I was debugging a Bluetooth-related problem on a Windows 7 machine recently, and I found another great example of why sometimes you get what you pay for, even when buying something as nominally standardized and homogeneous as a Bluetooth adapter. It so happens that this machine was using one of these $5 adapters with the fake antenna:
That was the first thing I noticed about these adapters. The second was that each and every one of them had the same address, 11:11:11:11:11:11. Someone didn’t feel like paying for a MAC OUI.. or an EEPROM.
Anyway, back to the present… I had been noticing that sometimes when sending a file to my cell phone from a Windows 7 machine, it would time out. It didn’t happen every time, but it seemed to time out more often than not. I dig a little deeper, and it looks like the file transfer application (fsquirt.exe) is never even getting a chance to open a connection to the phone! It is timing out far before that even happens. What’s the deal?
To make sense of this, it helps to understand a bit more about how the Bluetooth stack works in Windows 7. First a big caveat: I do not work at Microsoft, nor do I have any confidential information about the inner workings of Windows. All I have, really, are informed guesses based on my observations and perhaps a little reverse engineering to satisfy my curiosity.
The main actors here are:
- fsquirt.exe — The GUI wizard which walks you through sending a file to a Bluetooth device. It lets you choose a device, then it sends the file via the standard OBEX protocol.
- bthprops.cpl — Technically this is a control panel, but for historical reasons it also implements the public API for Microsoft’s Bluetooth stack. This includes entry points for enumerating attached radios, inquiring for nearby devices, and setting up service discovery records for the local machine. Applications can link to this as a DLL.
- fdbth.dll — Microsoft’s applications, like fsquirt, actually don’t use the public APIs from bthprops.cpl to inquire for nearby Bluetooth devices. Those public APIs are synchronous: they don’t return until the Bluetooth inquiry is totally finished. It is of course much more user-friendly to display Bluetooth devices as they are discovered, and Microsoft’s apps do this by using an undocumented Function Discovery provider.
- bthserv.dll — Some operations in bthprops.cpl go directly to the bthport driver using device ioctls, but there is a system-wide service which maintains a database with the state of all known Bluetooth devices. It’s also responsible for maintaining local SDP records. The APIs in bthprops.cpl communicate with bthserv.dll via local RPC calls.
- bthport.sys — This is the kernel-mode driver which does most of the work. It receives remote name requests, inquiries, and many other operations in the form of ioctls from user-space code.
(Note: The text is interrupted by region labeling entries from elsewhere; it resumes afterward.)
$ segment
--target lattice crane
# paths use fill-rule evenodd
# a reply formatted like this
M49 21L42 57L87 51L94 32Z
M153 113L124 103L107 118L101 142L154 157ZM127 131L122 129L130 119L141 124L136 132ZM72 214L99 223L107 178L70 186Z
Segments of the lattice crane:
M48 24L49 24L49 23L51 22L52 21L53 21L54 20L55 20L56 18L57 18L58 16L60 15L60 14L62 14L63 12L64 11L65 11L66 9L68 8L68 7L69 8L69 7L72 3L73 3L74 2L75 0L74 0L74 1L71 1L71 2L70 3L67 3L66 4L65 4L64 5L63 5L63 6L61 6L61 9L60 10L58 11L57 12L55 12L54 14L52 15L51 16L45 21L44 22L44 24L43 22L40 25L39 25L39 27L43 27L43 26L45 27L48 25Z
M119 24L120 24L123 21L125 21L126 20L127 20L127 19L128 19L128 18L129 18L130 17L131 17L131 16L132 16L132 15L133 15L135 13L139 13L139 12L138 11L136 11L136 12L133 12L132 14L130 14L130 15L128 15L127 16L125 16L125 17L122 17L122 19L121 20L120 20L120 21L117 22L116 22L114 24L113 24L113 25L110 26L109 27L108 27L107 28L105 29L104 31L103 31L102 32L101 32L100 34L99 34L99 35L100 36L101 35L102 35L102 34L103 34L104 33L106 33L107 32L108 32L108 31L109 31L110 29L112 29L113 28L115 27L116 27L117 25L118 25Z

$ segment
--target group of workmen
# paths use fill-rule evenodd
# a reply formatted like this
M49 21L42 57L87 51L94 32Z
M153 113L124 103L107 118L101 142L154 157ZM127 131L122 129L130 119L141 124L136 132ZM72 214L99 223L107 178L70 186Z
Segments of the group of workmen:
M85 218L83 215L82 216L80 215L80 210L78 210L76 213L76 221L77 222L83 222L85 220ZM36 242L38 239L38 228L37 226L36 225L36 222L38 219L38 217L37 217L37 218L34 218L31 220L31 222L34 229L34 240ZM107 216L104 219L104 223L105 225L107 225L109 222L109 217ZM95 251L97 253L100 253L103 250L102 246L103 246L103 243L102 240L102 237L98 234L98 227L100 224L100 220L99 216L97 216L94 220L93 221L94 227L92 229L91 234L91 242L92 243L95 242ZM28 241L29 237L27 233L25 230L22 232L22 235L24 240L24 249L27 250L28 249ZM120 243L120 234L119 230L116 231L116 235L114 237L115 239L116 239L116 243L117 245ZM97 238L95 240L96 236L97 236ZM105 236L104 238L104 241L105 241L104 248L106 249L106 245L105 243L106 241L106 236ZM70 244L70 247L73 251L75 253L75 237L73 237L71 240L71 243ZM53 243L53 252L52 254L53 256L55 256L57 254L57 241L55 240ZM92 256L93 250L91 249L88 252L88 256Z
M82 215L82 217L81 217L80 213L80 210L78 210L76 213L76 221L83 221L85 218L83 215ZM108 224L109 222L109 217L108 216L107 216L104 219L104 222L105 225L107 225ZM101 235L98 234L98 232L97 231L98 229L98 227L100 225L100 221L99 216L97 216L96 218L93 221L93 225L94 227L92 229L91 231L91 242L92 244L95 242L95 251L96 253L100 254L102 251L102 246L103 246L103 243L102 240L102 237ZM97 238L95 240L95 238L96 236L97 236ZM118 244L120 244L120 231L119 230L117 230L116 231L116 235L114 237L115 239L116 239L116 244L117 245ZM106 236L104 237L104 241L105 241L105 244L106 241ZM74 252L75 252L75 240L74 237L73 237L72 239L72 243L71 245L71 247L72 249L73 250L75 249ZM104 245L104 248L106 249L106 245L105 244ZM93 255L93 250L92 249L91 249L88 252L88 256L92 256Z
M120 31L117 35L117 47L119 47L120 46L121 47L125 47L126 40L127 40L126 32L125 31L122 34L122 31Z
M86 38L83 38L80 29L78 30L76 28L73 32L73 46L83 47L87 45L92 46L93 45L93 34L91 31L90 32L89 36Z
The important fact I learned while investigating this bug: Inside bthport.sys, there is a global FIFO queue of actions which contact remote devices. If anyone asks to read a device’s name, to perform an inquiry, or to establish an ACL connection with a remote device, it goes in this queue. From Microsoft’s perspective this probably simplifies handling unreliable Bluetooth radios quite a lot, since we never rely on the radio to handle more than one of these operations at a time. Additionally, Inquiry operations are rather heavy-weight, and depending on your link manager settings, you may not be able to do anything else while they’re in progress.
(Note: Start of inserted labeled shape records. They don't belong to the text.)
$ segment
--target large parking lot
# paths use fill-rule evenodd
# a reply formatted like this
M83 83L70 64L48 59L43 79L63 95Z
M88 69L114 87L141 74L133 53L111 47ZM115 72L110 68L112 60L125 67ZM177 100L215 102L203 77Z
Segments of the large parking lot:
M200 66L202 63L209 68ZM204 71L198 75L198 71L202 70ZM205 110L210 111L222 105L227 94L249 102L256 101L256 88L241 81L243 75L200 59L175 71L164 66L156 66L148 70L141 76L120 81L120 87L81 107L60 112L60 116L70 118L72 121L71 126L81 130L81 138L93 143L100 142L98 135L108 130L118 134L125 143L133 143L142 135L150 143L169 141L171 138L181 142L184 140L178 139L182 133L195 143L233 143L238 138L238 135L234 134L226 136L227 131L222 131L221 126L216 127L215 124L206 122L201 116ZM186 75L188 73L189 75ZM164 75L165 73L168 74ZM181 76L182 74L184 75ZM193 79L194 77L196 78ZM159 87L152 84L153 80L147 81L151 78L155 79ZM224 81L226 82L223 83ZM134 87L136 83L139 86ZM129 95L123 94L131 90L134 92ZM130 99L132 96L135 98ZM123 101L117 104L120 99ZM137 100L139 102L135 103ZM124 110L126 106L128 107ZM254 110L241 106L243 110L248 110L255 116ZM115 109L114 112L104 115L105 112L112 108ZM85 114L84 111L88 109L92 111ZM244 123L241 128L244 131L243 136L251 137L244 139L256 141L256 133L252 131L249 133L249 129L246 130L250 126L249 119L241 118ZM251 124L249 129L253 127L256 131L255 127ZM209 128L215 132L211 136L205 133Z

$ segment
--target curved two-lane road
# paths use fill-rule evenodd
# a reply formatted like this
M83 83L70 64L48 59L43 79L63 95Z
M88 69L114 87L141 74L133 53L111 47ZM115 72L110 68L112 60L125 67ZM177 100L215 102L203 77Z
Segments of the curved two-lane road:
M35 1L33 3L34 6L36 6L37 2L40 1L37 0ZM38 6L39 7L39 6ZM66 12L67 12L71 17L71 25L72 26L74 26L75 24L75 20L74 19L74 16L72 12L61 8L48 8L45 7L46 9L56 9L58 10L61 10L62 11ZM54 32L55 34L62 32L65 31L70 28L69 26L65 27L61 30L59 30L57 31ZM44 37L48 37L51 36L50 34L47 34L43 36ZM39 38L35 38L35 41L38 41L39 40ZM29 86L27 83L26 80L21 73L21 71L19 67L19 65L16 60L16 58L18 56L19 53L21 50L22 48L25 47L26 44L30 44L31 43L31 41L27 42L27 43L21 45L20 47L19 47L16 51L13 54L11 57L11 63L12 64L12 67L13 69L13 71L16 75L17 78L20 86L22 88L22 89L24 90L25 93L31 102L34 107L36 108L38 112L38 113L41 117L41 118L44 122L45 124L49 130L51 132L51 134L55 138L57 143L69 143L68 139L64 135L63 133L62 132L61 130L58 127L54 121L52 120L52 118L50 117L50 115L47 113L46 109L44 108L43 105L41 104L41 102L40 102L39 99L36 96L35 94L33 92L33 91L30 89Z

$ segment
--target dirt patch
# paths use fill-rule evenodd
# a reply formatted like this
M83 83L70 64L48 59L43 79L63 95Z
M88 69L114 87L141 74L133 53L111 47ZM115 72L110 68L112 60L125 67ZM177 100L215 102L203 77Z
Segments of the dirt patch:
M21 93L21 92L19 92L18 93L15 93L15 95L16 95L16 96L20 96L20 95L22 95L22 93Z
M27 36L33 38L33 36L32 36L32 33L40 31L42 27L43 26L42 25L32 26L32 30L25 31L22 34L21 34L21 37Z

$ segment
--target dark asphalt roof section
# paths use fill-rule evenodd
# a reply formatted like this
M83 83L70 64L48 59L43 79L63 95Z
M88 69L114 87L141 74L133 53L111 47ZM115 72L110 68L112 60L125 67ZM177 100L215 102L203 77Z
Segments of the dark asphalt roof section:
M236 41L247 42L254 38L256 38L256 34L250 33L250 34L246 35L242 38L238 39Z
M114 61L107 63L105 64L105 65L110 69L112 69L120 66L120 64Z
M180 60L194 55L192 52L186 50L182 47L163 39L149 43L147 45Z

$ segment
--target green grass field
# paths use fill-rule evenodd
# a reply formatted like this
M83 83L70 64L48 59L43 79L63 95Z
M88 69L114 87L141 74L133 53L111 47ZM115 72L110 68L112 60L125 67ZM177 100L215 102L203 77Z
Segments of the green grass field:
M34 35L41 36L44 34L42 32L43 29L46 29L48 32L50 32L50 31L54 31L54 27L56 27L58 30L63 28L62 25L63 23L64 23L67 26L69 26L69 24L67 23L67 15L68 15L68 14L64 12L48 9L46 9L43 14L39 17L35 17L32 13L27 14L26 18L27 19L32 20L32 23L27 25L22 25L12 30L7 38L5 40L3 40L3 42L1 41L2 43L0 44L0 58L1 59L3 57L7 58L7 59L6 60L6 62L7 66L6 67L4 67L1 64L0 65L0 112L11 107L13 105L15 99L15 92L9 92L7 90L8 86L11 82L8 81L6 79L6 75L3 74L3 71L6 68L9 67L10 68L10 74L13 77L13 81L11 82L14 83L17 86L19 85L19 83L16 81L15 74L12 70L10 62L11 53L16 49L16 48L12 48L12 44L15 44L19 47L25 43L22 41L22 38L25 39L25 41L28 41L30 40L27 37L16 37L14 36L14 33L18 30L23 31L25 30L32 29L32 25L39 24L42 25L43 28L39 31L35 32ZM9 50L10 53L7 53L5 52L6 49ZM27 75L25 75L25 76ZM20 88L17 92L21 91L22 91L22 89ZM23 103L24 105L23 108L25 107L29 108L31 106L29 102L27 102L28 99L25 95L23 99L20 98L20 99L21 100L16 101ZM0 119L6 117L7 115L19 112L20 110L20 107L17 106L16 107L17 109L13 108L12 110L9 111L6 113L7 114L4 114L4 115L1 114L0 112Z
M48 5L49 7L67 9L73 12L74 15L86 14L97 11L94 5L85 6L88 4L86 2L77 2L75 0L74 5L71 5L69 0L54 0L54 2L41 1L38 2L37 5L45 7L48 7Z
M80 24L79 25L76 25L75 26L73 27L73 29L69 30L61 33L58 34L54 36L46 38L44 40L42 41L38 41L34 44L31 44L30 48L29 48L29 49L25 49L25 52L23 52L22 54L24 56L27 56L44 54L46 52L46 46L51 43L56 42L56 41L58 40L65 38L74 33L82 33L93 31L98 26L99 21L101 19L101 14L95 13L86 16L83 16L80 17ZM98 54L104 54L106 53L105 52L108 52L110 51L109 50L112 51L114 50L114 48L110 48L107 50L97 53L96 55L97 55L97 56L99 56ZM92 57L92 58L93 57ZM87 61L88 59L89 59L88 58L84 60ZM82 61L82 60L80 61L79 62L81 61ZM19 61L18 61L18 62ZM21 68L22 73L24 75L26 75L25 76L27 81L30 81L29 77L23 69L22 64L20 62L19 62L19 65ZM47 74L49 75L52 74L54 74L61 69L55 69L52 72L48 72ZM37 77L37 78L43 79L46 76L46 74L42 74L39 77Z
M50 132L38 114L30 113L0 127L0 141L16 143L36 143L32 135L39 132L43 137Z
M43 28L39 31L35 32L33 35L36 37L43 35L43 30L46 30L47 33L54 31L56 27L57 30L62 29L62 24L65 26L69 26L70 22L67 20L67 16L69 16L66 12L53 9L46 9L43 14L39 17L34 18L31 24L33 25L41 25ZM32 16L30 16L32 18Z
So, back to the hang. When I traced the communications between the USB dongle and the Windows 7 Bluetooth stack, I found this:
The setting: fsquirt has just finished the wizard pane where we’re looking for nearby devices. It notifies fdbth that it no longer needs to keep looking. But in its haste to prettify the UI as much as possible, it has already started asking for human-readable names for all of the Bluetooth devices within earshot. Those requests go into bthport’s queue. The fsquirt app wants to establish an ACL connection to my phone already, but it’s waiting in line behind one of these name requests.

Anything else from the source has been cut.